ESTORIAEksekusi lahan Hotel Sultan di kawasan Gelora Bung Karno (GBK), Jakarta Pusat, Kamis (18/06/2026), berlangsung ricuh. Massa yang menolak pengosongan lahan terlibat bentrokan dengan aparat keamanan setelah melemparkan batu, botol air mineral, hingga bambu ke arah petugas yang mengawal jalannya eksekusi.

 

Kericuhan pecah sesaat setelah Pengadilan Negeri Jakarta Pusat membacakan penetapan eksekusi di lokasi.

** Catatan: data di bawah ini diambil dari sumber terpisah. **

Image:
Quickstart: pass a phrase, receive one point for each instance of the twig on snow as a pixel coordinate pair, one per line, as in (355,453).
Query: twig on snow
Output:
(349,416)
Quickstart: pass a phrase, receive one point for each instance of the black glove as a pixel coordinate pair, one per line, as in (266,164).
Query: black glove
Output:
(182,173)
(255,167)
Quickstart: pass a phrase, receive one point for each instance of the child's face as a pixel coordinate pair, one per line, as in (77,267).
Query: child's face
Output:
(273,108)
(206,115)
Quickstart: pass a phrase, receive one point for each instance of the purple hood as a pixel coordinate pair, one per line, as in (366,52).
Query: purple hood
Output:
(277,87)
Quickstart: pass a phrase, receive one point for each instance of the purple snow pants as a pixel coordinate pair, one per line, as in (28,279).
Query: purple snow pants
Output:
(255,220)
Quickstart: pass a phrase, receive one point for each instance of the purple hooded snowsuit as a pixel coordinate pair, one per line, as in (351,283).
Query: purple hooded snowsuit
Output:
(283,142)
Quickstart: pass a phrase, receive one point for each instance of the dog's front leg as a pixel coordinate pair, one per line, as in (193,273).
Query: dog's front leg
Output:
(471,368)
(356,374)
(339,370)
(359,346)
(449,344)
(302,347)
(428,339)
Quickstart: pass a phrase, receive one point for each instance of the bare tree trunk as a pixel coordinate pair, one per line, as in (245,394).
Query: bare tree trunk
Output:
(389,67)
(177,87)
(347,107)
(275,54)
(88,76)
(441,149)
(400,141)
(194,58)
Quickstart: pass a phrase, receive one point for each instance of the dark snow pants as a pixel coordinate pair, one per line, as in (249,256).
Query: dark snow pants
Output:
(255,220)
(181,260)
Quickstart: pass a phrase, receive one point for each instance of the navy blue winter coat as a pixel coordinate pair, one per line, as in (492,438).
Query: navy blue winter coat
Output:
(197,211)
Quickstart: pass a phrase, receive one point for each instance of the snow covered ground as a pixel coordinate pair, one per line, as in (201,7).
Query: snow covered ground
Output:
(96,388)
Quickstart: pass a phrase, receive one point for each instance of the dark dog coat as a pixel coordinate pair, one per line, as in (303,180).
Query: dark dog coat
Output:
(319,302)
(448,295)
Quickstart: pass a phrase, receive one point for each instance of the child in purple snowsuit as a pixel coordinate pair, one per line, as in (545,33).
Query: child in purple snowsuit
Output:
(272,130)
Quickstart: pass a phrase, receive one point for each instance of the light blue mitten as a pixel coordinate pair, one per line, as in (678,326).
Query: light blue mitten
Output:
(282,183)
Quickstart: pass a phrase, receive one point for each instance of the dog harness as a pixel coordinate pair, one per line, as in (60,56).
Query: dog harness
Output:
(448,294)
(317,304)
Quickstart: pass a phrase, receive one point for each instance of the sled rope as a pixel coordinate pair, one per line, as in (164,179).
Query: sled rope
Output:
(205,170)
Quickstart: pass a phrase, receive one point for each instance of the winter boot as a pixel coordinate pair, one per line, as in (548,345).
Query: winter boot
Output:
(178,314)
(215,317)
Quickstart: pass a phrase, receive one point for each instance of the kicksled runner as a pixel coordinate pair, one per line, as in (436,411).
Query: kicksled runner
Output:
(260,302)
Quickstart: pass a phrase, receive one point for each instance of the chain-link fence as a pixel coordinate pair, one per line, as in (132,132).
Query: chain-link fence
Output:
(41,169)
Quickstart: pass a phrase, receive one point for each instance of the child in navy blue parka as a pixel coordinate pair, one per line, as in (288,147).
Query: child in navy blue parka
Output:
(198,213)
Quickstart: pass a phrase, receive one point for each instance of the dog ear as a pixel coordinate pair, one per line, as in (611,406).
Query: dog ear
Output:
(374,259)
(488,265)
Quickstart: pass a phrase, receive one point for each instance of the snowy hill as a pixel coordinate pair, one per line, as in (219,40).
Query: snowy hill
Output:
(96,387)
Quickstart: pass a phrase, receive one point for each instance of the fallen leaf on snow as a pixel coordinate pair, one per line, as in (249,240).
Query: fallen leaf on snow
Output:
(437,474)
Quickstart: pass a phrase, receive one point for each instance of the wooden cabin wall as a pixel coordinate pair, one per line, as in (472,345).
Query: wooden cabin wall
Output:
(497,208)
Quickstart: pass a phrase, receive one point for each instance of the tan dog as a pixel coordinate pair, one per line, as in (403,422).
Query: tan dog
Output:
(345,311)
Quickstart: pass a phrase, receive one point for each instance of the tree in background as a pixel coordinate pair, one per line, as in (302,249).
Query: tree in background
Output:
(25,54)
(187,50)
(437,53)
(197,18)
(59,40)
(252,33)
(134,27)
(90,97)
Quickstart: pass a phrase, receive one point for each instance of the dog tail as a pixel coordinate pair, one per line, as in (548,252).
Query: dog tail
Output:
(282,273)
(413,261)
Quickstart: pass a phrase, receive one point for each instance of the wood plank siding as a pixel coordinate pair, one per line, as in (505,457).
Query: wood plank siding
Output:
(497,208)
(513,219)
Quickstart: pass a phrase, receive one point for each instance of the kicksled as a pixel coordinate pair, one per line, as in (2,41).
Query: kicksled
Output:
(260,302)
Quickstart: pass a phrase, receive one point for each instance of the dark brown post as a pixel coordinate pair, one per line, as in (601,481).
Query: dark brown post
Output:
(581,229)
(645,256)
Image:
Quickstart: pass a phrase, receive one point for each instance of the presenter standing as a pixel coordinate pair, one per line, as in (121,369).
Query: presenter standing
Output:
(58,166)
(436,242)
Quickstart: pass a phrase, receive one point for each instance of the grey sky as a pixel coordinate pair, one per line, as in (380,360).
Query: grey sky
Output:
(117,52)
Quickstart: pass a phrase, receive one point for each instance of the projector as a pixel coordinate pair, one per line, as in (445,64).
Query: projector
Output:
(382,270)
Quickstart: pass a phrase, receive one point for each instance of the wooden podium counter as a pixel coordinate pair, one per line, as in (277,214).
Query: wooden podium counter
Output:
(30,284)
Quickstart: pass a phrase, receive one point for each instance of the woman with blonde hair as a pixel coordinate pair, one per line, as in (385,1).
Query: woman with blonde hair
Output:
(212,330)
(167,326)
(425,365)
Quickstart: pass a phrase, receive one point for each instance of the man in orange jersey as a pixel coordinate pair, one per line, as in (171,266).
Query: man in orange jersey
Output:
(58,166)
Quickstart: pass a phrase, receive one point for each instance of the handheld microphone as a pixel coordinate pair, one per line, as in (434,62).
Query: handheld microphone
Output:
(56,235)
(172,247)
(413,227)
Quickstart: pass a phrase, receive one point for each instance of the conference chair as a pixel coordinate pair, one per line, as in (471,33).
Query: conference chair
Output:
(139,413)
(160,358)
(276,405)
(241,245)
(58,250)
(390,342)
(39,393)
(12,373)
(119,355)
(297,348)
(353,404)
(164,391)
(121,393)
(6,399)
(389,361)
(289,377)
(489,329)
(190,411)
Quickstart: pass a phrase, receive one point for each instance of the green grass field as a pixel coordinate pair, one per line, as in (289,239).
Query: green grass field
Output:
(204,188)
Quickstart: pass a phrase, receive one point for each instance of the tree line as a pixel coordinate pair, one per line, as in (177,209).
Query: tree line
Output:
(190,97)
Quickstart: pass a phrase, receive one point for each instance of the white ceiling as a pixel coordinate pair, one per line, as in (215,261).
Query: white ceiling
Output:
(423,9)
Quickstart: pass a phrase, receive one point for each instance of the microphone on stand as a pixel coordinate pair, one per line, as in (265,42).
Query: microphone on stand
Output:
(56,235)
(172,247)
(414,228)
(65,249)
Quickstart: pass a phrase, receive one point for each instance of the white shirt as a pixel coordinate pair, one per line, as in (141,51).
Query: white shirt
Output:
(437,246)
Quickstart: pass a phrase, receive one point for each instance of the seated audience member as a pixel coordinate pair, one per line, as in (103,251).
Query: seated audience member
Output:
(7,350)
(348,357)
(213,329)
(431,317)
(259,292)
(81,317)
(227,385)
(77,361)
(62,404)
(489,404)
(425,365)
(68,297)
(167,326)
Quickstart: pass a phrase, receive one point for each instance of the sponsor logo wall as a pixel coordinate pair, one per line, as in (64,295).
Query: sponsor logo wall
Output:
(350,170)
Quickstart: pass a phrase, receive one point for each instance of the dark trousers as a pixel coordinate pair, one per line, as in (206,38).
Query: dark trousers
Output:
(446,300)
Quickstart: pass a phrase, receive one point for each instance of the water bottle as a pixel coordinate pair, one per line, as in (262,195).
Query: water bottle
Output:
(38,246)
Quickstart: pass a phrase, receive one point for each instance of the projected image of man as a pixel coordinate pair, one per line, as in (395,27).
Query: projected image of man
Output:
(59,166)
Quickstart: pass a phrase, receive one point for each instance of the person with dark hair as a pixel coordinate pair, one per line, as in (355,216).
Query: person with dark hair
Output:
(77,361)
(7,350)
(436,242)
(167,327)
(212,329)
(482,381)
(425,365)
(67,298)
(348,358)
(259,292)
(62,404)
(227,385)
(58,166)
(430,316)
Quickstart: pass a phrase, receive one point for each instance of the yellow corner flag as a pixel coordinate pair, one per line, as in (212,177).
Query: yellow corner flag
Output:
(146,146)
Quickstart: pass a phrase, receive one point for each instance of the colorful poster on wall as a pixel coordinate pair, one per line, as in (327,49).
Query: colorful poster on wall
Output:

Situasi yang semula berlangsung kondusif berubah tegang ketika sejumlah peserta aksi mulai melakukan perlawanan terhadap proses pengosongan lahan.

 

Dalam insiden tersebut, seorang anggota kepolisian terlihat terkena lemparan batu. Aparat kemudian merespons dengan mengerahkan kendaraan water cannon untuk membubarkan massa dan mengendalikan situasi yang semakin memanas.

 

Saat semprotan water cannon diarahkan ke kerumunan, personel gabungan TNI dan Polri bergerak masuk ke area aksi. Sejumlah peserta aksi yang dianggap menghalangi pelaksanaan eksekusi langsung diamankan petugas.

 

Sebelumnya, Panitera Pengadilan Negeri Jakarta Pusat, Azhar, membacakan penetapan eksekusi yang menjadi dasar hukum pengosongan lahan Hotel Sultan.

Dalam amar penetapan tersebut, Pengadilan Negeri Jakarta Pusat mengabulkan permohonan eksekusi yang diajukan Menteri Sekretaris Negara bersama Pusat Pengelolaan Komplek Gelora Bung Karno (PPK GBK).